Un Sac de Billes, de Jacques Doillon (França, 1975)

O cinema de Doillon possui duas vertentes: uma delas privilegia os excluídos sociais, jovens que sobrevivem graças a pequenos delitos. Filmes como O Jovem Assassino (disponível em vídeo no Brasil) e o recente Carrement à L'ouest (exibido na última Mostra Internacional de SP) são bons exemplos dessa vertente. A outra é mais intimista, explora o tênue limite entre o sensível e o piegas. Filmes como La Femme qui Pleure e Ponette alcançam a poesia pela extrema delicadeza com a qual o diretor expõe seus personagens.
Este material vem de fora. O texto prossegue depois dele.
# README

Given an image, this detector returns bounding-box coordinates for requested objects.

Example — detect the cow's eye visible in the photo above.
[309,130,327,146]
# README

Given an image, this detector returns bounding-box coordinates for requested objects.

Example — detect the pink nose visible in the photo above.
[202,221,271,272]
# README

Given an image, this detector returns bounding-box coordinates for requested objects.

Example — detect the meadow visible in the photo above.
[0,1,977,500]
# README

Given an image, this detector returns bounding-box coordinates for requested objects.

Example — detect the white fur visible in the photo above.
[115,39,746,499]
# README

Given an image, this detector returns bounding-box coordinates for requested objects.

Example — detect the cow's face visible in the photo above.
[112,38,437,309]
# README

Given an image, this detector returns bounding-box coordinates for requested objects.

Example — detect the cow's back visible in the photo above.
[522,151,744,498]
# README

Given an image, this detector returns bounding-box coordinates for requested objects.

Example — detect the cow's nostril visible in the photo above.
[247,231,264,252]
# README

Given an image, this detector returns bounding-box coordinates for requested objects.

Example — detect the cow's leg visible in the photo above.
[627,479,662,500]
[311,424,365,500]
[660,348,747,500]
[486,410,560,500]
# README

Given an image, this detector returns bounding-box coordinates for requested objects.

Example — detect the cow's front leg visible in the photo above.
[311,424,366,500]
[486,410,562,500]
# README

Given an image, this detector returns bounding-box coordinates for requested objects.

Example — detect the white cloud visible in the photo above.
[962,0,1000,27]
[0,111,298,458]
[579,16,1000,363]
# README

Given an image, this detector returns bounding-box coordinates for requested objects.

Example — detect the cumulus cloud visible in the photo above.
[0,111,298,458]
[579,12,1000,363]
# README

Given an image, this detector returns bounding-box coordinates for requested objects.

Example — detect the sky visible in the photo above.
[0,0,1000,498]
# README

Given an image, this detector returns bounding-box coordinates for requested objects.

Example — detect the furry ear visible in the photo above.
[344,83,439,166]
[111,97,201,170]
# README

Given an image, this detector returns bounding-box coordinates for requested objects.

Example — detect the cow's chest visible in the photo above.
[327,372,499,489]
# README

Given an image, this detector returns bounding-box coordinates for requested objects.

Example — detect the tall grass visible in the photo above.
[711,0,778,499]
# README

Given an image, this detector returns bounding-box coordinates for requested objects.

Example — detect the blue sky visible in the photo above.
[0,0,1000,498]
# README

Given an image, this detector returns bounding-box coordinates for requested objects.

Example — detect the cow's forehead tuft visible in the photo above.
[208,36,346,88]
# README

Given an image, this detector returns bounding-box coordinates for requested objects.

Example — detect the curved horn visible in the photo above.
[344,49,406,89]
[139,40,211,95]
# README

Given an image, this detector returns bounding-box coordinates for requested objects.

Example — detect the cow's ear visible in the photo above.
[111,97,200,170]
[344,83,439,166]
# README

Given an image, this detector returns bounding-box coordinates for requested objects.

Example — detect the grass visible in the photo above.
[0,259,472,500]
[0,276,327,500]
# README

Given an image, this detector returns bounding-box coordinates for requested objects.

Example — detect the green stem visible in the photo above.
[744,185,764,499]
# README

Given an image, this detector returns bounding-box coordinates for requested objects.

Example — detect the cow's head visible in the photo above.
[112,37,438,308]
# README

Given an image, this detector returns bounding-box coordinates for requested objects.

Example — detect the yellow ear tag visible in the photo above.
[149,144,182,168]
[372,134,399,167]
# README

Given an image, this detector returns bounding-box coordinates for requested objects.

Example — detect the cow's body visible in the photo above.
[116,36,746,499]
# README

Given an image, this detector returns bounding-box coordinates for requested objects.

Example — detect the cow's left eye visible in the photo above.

Bolas de Gude segue nitidamente a segunda vertente. É o terceiro filme de uma carreira prolífica e elogiada, que raramente encontra espaço no circuito brasileiro. Doillon é fortemente influenciado por Truffaut. O mestre de Jules et Jim chega a colocá-lo como companheiro de Nouvelle Vague em seu livro "Os Filmes de Minha Vida".

Baseado no romance autobiográfico de Joseph Joffo, Bolas de Gude narra a difícil passagem de dois garotos franceses, Joseph (10 anos, narrador) e Maurice (12 anos) , pelos anos da Segunda Guerra. Eram os anos da ocupação e eles, judeus, morando em Paris, são obrigados a partir para o sul, região ainda não ocupada pelos nazistas. Na companhia de seus dois irmãos mais velhos, eles se adaptam a empregos e amizades efêmeras enquanto aguardam a chegada de seus pais. Estes chegam, mas o fantasma do nazismo não os abandonará.

Embora tenha sido muito bem recebido à sua época (1975), o filme obteve algumas reservas. Críticos franceses reclamaram do duro retrato da sociedade francesa. O colaboracionismo teria sido exagerado por Doillon. Reclamam também que as únicas pessoas dispostas a ajudar os garotos são os padres. Talvez: a resistência parece insignificante e a sociedade só ajuda em troca de alguma coisa, como aquele síndico da pensão em Nice. Há também o livreiro, cuja filha conquista o coração de Joseph, e que é membro de um partido de extrema direita. Mas me parece que Doillon não teve a intenção de pintar de negro a sociedade francesa. Os próprios judeus do filme tem um tratamento mais duro. Os meninos passam o filme negando sua origem. Penso que seja intencional mostrar que durante os anos de ocupação, as pessoas não tinham muita escolha, ou colaboravam ou se calavam. Claro, estamos falando de pessoas comuns, batalhadores do cotidiano. Deslocaria gravemente o foco do filme se Doillon mostrasse muito a resistência.

Mas qual seria então o foco do filme? A passagem da infância para a adolescência. Aquela velha expressão lugar-comum: rito de passagem.

Na cena mais bela do filme, perto do final, vemos Joseph e Maurice encostados num rochedo, tendo entre eles a filha do livreiro, pela qual Joseph está apaixonado. Maurice tenta seduzí-la. Acaricia seu pescoço. Ela, linda em seu vestidinho amarelo, desdenha e diz que só se interessa por um garoto de sua idade, Joseph. Este não consegue esconder sua satisfação. Doillon mantém a câmera fixa durante toda a cena. Não há corte para close-up. Tampouco há música para enfatizar a felicidade do personagem. No entanto, um momento sublime de poesia cinematográfica é alcançado. Momento digno do melhor da Nouvelle Vague. Sentimos a mesma satisfação de Joseph, sem que Doillon tenha nos conduzido. Ele apenas mostra.

Tem mais: quando os pais chegam no sul da França, ainda na primeira metade do filme, Joseph corre para preparar uma surpresa, enchendo dois copos com gelo para seus pais. Novamente temos a câmera fixa. Joseph toma uma bronca do pai. Fica aborrecido num canto enquanto seus irmãos abraçam pai e mãe e todos riem. O pai percebe que a mágoa do caçula e o abraça, dizendo que não é hora para brigas. Todos sorriem. Toda a cena é mostrada sem a habitual chantagem do mau melodrama. Não há música. Não há closes.

Apenas pessoas normais reagindo a anseios e frustrações.

Longe de ser uma obra-prima, Bolas de Gude conquista pela delicadeza e pela excelência na direção de atores. Possui momentos inesquecíveis. É um oásis na decadente programação do Eurochannel.